---
name: finding-duplicate-functions
description: Use when auditing a codebase for semantic duplication - functions that do the same thing but have different names or implementations. Especially useful for LLM-generated codebases where new functions are often created rather than reusing existing ones.
---

# Finding Duplicate-Intent Functions

## Overview

LLM-generated codebases accumulate semantic duplicates: functions that serve the same purpose but were implemented independently. Classical copy-paste detectors (jscpd) find syntactic duplicates but miss "same intent, different implementation."

This skill uses a two-phase approach: classical extraction followed by LLM-powered intent clustering.

## When to Use

- Codebase has grown organically with multiple contributors (human or LLM)
- You suspect utility functions have been reimplemented multiple times
- Before major refactoring to identify consolidation opportunities
- After jscpd has been run and syntactic duplicates are already handled

## Quick Reference

| Phase | Tool | Model | Output |
|-------|------|-------|--------|
| 1. Extract | `scripts/extract-functions.sh` | - | `catalog.json` |
| 2. Categorize | `scripts/categorize-prompt.md` | haiku | `categorized.json` |
| 3. Split | `scripts/prepare-category-analysis.sh` | - | `categories/*.json` |
| 4. Detect | `scripts/find-duplicates-prompt.md` | opus | `duplicates/*.json` |
| 5. Report | `scripts/generate-report.sh` | - | `report.md` |

## Process

```dot
digraph duplicate_detection {
  rankdir=TB;
  node [shape=box];

  extract [label="1. Extract function catalog\n./scripts/extract-functions.sh"];
  categorize [label="2. Categorize by domain\n(haiku subagent)"];
  split [label="3. Split into categories\n./scripts/prepare-category-analysis.sh"];
  detect [label="4. Find duplicates per category\n(opus subagent per category)"];
  report [label="5. Generate report\n./scripts/generate-report.sh"];
  review [label="6. Human review & consolidate"];

  extract -> categorize -> split -> detect -> report -> review;
}
```

### Phase 1: Extract Function Catalog

```bash
./scripts/extract-functions.sh src/ -o catalog.json
```

Options:
- `-o FILE`: Output file (default: stdout)
- `-c N`: Lines of context to capture (default: 15)
- `-t GLOB`: File types (default: `*.ts,*.tsx,*.js,*.jsx`)
- `--include-tests`: Include test files (excluded by default)

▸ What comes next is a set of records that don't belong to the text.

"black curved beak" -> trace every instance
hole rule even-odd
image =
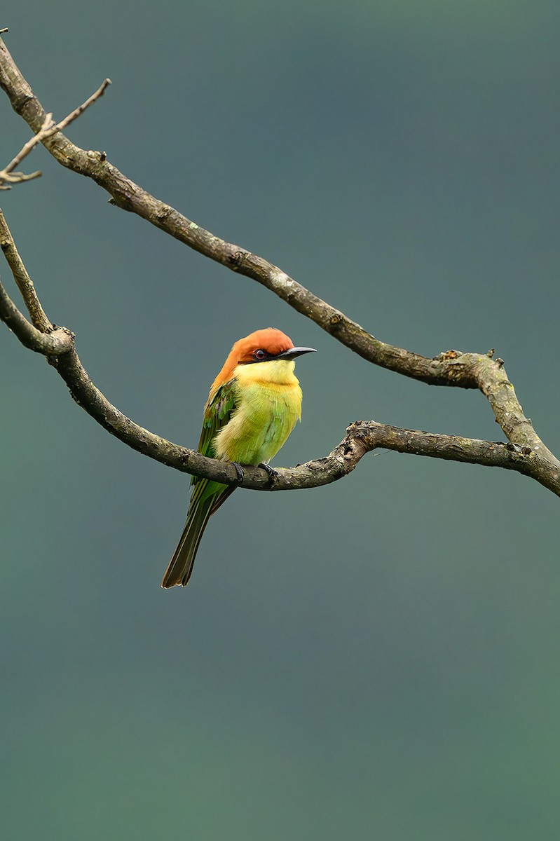
[[[316,353],[317,351],[314,347],[290,347],[288,351],[284,351],[283,353],[278,353],[275,359],[295,359],[296,357],[301,357],[304,353]]]

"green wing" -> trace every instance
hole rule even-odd
[[[225,426],[235,409],[234,383],[232,379],[220,386],[204,407],[198,452],[210,458],[215,458],[212,442],[216,432]],[[235,489],[235,485],[221,484],[200,476],[193,476],[191,484],[194,487],[187,512],[187,522],[179,545],[163,576],[162,587],[172,587],[176,584],[184,586],[188,584],[208,521]]]
[[[198,452],[209,458],[215,458],[212,442],[222,426],[229,422],[231,413],[235,409],[235,380],[230,379],[229,383],[220,385],[212,399],[209,399],[204,406],[204,420],[203,421],[200,441],[198,442]],[[200,476],[193,476],[191,484],[197,484],[200,481]]]

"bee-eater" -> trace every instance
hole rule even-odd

Test files (`*.test.*`, `*.spec.*`, `__tests__/**`) are excluded by default since test utilities are less likely to be consolidation candidates.

### Phase 2: Categorize by Domain

Dispatch a **haiku** subagent using the prompt in `scripts/categorize-prompt.md`.

Insert the contents of `catalog.json` where indicated in the prompt template. Save output as `categorized.json`.

### Phase 3: Split into Categories

```bash
./scripts/prepare-category-analysis.sh categorized.json ./categories
```

Creates one JSON file per category. Only categories with 3+ functions are worth analyzing.

### Phase 4: Find Duplicates (Per Category)

For each category file in `./categories/`, dispatch an **opus** subagent using the prompt in `scripts/find-duplicates-prompt.md`.

Save each output as `./duplicates/{category}.json`.

### Phase 5: Generate Report

```bash
./scripts/generate-report.sh ./duplicates ./duplicates-report.md
```

Produces a prioritized markdown report grouped by confidence level.

### Phase 6: Human Review

Review the report. For HIGH confidence duplicates:
1. Verify the recommended survivor has tests
2. Update callers to use the survivor
3. Delete the duplicates
4. Run tests

## High-Risk Duplicate Zones

Focus extraction on these areas first - they accumulate duplicates fastest:

| Zone | Common Duplicates |
|------|-------------------|
| `utils/`, `helpers/`, `lib/` | General utilities reimplemented |
| Validation code | Same checks written multiple ways |
| Error formatting | Error-to-string conversions |
| Path manipulation | Joining, resolving, normalizing paths |
| String formatting | Case conversion, truncation, escaping |
| Date formatting | Same formats implemented repeatedly |
| API response shaping | Similar transformations for different endpoints |

## Common Mistakes

**Extracting too much**: Focus on exported functions and public methods. Internal helpers are less likely to be duplicated across files.

**Skipping the categorization step**: Going straight to duplicate detection on the full catalog produces noise. Categories focus the comparison.

**Using haiku for duplicate detection**: Haiku is cost-effective for categorization but misses subtle semantic duplicates. Use Opus for the actual duplicate analysis.

**Consolidating without tests**: Before deleting duplicates, ensure the survivor has tests covering all use cases of the deleted functions.